Compounded Continuously

• Aug 11th 2008, 04:53 AM
magentarita
Compounded Continuously
How many years will it take for an initial investment of \$10,000 to grow to \$25,000? Assume a rate of interest of 6% compounded continuously.
• Aug 11th 2008, 05:26 AM
Simplicity
Quote:

Originally Posted by magentarita
How many years will it take for an initial investment of \$10,000 to grow to \$25,000? Assume a rate of interest of 6% compounded continuously.

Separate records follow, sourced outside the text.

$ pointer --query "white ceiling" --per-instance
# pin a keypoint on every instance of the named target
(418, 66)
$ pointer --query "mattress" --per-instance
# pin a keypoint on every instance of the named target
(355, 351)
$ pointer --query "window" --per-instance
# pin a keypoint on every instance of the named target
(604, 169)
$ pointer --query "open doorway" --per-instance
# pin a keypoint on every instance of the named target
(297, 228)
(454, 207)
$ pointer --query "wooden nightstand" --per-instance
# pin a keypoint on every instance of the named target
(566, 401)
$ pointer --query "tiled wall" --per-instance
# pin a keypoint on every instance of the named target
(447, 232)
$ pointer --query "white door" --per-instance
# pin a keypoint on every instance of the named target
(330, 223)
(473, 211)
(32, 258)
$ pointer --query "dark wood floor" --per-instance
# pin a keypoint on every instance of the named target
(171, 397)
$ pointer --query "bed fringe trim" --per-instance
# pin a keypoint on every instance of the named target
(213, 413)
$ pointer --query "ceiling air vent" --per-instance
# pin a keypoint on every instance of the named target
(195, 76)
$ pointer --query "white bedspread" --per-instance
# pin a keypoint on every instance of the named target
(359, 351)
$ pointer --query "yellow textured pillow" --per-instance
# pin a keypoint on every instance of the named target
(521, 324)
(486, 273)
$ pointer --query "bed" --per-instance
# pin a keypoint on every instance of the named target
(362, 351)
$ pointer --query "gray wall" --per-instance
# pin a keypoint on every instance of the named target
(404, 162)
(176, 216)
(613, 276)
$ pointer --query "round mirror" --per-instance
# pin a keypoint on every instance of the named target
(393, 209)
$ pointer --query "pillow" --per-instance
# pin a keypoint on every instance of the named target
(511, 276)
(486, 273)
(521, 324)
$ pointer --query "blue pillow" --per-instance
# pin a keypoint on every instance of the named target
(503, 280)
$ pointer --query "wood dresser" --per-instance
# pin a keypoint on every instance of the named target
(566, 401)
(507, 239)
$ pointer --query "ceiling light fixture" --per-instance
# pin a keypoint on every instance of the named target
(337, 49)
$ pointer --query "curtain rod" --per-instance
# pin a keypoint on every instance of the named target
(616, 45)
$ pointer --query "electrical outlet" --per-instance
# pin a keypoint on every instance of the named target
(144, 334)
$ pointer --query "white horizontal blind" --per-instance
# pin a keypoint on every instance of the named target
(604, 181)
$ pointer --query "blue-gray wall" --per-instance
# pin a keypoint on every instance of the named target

The continuous compound interest formula is:

\$\displaystyle A = Pe^{rt}\$

Where:
• P = Principal amount (initial investment)
• r = Annual interest rate (as a decimal)
• t = Number of years
• A = Amount after time t
• e = Exponential function

From the question, we can deduce that P=\$10,000, r=0.06, t=?, A=\$25,000 and hence inserting the values into the formula gives:

\$\displaystyle 25000= 10000e^{0.06t}\$

Now, solve for \$\displaystyle t\$ and you will have the amount of years for the investment to grow from \$10000 to \$25000 with continuous compound interest.
• Aug 11th 2008, 09:05 PM
magentarita
Air...
Air, you are a great math professor!